AHA offers children’s hospital leaders myriad tools and resources to support their efforts to improve quality of care for the individuals and communities served.

  • Best Practices for Performance Improvement. The AHA serves as a conduit for health care providers to share best practices that accelerate performance improvement. Best practices and research developed and implemented by children’s hospital leaders are presented during interactive conference calls and webinars hosted by the AHA Constituency Section for Maternal and Child Health. Issues discussed have included pediatric accountable care organizations, infant abductions, predictive safety and quality models, pediatric palliative care programs, and model programs for pregnant substance abusing women.
  • Pregnant Addicted Women. Early intervention is especially critical during pregnancy as the health and well-being of both mother and baby are at stake.  In partnership with the AHA Constituency Section for Psychiatric and Substances Abuse Services, the Constituency Section for Maternal and Child Health sponsored a conference call to showcase two programs including an innovative approach at Norton Women’s and Children’s Hospital in Louisville to treat addiction early in pregnancy, as well as their postpartum strategies to assist women and families in maintaining a healthy lifestyle.
  • Strong Start Initiative. Upon the recommendation of the AHA Constituency Section for Maternal and Child Health members and in collaboration with national health care organizations, the AHA Board of Trustees took a position urging hospitals to eliminate non-medically necessary deliveries prior to 39 weeks gestation.
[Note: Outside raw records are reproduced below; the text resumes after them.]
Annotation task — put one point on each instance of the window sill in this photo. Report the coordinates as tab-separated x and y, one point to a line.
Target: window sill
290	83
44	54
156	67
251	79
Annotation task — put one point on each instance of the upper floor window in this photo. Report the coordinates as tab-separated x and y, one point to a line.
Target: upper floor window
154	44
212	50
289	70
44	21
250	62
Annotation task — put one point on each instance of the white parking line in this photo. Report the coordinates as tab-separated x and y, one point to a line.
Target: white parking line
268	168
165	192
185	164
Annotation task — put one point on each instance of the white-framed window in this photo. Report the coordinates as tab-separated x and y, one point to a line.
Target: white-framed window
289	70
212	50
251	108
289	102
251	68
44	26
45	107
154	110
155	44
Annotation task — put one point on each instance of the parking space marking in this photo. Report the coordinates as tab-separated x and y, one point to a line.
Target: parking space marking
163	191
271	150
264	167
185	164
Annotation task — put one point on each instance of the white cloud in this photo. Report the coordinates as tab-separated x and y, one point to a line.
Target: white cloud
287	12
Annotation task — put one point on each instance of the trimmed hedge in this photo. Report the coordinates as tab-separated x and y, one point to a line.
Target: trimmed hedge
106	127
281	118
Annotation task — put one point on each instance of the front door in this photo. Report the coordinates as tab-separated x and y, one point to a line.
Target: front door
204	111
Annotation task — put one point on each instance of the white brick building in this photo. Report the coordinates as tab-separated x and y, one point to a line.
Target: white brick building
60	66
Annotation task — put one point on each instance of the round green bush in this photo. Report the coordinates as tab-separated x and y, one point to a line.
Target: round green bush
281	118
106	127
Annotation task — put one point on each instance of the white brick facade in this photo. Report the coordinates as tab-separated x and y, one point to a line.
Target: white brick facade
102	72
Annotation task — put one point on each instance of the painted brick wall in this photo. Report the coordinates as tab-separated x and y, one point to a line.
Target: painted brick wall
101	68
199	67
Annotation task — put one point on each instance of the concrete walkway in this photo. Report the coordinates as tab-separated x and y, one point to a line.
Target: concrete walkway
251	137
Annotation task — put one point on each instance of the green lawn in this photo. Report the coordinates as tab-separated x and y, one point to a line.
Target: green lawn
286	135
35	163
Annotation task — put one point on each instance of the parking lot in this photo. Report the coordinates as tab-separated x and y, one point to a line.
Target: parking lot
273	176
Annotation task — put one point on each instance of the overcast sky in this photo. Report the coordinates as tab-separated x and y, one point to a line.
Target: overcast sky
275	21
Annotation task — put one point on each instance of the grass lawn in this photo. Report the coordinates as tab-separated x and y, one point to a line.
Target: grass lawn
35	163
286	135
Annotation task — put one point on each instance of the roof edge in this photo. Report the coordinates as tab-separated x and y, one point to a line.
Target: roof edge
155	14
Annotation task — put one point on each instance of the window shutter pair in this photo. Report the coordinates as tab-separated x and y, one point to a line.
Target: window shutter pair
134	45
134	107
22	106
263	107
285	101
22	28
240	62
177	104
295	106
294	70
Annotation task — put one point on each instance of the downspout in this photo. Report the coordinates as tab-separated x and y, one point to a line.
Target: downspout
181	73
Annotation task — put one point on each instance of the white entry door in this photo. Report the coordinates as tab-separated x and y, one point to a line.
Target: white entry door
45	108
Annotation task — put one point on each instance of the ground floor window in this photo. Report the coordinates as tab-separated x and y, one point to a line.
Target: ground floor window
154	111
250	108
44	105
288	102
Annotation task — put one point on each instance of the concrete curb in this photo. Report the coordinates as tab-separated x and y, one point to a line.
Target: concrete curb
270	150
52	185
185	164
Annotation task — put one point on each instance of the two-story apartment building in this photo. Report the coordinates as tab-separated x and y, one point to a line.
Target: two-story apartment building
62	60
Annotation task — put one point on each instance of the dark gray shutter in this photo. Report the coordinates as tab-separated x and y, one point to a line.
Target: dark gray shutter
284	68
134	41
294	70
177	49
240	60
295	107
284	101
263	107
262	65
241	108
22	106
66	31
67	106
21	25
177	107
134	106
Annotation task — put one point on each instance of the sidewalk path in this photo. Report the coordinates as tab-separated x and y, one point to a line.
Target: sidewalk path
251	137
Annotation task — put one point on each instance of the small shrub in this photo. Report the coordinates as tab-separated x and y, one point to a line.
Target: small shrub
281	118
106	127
AHA held conference calls featuring hospitals that eliminated early-term, non-medically necessary deliveries and encouraged hospitals without a policy on this issue to learn more. The hospital field’s efforts resulted in the reduction in the national rate of maternal early elective deliveries for the fourth year in a row and hit the target rate of less than 5 percent. The national average of 3.4 percent in 2014 was down from a 17 percent rate in 2010.
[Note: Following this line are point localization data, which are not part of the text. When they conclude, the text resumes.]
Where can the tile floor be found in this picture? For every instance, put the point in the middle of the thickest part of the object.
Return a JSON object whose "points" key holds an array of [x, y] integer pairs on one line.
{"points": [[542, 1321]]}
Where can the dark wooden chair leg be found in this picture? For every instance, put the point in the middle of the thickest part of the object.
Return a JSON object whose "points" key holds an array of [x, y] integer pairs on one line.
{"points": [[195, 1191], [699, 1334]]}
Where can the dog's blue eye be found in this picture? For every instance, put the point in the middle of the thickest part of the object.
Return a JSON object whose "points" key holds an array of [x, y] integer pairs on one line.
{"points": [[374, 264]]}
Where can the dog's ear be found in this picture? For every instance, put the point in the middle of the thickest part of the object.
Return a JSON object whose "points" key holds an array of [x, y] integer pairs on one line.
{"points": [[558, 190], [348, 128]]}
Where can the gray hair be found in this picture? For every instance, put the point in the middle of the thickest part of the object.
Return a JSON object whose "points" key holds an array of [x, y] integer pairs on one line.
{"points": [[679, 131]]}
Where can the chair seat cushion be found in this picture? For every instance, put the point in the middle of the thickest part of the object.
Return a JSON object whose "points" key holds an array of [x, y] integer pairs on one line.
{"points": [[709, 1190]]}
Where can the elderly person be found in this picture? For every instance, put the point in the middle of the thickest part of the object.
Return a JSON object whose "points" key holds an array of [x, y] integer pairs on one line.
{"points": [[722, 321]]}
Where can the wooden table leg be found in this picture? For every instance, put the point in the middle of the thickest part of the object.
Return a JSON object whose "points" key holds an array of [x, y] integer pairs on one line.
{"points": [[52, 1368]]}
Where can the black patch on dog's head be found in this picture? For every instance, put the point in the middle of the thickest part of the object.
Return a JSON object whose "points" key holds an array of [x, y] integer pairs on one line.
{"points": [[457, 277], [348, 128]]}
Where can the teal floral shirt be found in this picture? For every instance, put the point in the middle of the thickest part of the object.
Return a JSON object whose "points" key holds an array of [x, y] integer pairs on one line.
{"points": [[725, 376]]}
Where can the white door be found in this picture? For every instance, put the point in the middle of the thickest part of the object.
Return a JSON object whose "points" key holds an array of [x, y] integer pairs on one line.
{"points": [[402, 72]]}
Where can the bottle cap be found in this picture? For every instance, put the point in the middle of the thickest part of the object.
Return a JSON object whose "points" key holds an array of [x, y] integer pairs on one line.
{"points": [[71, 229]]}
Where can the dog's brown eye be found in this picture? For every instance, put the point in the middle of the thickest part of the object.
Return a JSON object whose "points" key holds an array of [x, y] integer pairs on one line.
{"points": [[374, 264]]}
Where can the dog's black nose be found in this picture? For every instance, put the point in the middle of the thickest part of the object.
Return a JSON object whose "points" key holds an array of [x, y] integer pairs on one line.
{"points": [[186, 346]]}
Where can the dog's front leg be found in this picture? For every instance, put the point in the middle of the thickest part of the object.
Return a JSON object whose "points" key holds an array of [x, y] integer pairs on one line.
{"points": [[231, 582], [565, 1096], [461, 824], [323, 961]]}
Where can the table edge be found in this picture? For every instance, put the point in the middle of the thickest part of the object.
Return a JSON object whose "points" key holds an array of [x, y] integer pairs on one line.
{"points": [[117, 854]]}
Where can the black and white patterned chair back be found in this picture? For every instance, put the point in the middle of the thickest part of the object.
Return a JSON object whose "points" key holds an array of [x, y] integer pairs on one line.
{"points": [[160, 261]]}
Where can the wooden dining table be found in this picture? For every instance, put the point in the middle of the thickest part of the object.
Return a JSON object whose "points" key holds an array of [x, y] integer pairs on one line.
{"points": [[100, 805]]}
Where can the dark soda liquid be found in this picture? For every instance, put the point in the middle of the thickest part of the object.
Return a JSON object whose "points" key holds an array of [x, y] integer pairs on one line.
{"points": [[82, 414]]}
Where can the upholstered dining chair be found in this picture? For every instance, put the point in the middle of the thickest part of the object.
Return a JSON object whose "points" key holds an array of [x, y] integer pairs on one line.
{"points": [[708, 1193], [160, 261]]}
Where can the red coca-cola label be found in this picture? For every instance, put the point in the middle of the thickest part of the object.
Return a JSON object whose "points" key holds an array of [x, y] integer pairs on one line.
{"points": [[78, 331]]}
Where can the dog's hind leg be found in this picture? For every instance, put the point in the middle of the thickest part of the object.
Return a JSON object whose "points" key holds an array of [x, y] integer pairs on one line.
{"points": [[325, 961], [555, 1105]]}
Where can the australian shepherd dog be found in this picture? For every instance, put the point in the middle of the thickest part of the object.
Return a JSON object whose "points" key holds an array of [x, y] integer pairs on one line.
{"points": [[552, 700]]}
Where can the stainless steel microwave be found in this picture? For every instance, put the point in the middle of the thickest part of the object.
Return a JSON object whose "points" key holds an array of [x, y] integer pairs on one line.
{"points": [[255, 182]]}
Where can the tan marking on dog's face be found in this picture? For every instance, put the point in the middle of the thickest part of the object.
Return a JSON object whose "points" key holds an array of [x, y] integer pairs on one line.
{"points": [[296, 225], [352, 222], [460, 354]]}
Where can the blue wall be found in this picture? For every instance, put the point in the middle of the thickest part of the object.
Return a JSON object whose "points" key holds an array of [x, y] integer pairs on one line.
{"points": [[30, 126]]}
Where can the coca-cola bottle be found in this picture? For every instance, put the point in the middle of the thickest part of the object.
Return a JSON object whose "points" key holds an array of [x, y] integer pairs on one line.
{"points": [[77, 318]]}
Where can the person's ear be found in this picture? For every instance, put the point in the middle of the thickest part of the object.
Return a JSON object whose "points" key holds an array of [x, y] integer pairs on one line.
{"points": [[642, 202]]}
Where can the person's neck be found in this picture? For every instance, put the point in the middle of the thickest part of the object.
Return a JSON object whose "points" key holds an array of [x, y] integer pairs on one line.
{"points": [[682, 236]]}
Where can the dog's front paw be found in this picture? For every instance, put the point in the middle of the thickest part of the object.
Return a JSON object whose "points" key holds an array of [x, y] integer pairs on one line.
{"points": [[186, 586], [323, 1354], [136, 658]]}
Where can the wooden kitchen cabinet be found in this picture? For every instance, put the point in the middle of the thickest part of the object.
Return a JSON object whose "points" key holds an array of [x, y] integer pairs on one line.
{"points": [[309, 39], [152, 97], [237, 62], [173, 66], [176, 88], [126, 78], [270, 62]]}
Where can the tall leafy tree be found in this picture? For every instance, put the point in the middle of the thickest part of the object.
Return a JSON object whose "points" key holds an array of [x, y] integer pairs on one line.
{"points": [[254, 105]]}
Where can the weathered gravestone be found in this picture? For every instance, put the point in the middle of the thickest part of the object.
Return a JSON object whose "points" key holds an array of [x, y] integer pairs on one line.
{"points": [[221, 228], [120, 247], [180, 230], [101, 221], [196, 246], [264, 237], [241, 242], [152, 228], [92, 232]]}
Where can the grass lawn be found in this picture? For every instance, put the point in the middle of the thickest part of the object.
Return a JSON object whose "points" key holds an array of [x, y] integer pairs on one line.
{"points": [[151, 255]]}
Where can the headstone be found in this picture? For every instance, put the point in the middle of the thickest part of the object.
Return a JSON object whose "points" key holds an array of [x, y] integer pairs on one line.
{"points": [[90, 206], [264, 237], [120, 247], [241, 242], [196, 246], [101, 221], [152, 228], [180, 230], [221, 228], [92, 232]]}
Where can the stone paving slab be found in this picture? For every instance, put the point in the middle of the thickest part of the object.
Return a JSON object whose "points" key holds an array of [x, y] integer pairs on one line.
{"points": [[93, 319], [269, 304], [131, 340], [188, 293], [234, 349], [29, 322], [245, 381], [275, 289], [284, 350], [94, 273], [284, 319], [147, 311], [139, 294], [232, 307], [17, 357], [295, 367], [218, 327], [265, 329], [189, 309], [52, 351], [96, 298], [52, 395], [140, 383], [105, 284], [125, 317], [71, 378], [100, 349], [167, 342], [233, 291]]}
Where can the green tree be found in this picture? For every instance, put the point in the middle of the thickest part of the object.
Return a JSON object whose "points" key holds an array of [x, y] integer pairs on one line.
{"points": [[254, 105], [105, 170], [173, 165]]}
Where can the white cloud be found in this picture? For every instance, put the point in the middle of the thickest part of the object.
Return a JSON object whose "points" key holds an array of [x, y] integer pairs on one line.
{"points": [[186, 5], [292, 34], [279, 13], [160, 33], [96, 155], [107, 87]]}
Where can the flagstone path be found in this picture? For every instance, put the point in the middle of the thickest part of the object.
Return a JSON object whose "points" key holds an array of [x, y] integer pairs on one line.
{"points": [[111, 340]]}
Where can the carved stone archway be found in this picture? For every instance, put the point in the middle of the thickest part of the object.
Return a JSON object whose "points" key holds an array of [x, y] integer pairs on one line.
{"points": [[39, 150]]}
  • The Joint Commission Perinatal Care Measures. AHA facilitated member calls with The Joint Commission to learn  more about the perinatal care core measure set that became mandatory Jan. 1, 2014 for hospitals with 1,100 or more births per year. In 2016, all hospitals doing births are expected to report on relevant perinatal care measures. Annual calls provide a forum for members to discuss the measures and common concerns.
  • Newborn Screening. Reports of delays in screening newborns  for genetic disorders prompted the AHA to issue a Quality  Advisory encouraging all hospitals to examine their policies on newborn screening and communication with their state labs. The AHA participates in a Newborn Screening Quality Improvement Work Group to raise awareness and develop tools for hospitals, including an AHA-sponsored member conference call featuring hospitals with strong newborn screening programs. Since our effort, The Secretary’s Advisory Committee on Heritable Disorders in Newborns and Children has taken on issues related to newborn screening timeliness. In addition, the Newborn Screening Reauthorization Act of 2014 includes a provision requiring the Government Accountability Office to assess the issue of timeliness and make appropriate recommendations.
  • Equity of Care. Addressing disparities is essential for performance excellence and improved community health. AHA issued goals and milestones from the National Call to Action, launched in 2011 to end health care disparities and promote diversity, and encourages hospitals to take the #123forEquity Pledge to eliminate health care disparities. For more, visit
  • AHA Resource Center. Highly trained information specialists assist members in accessing timely and relevant health services articles and data.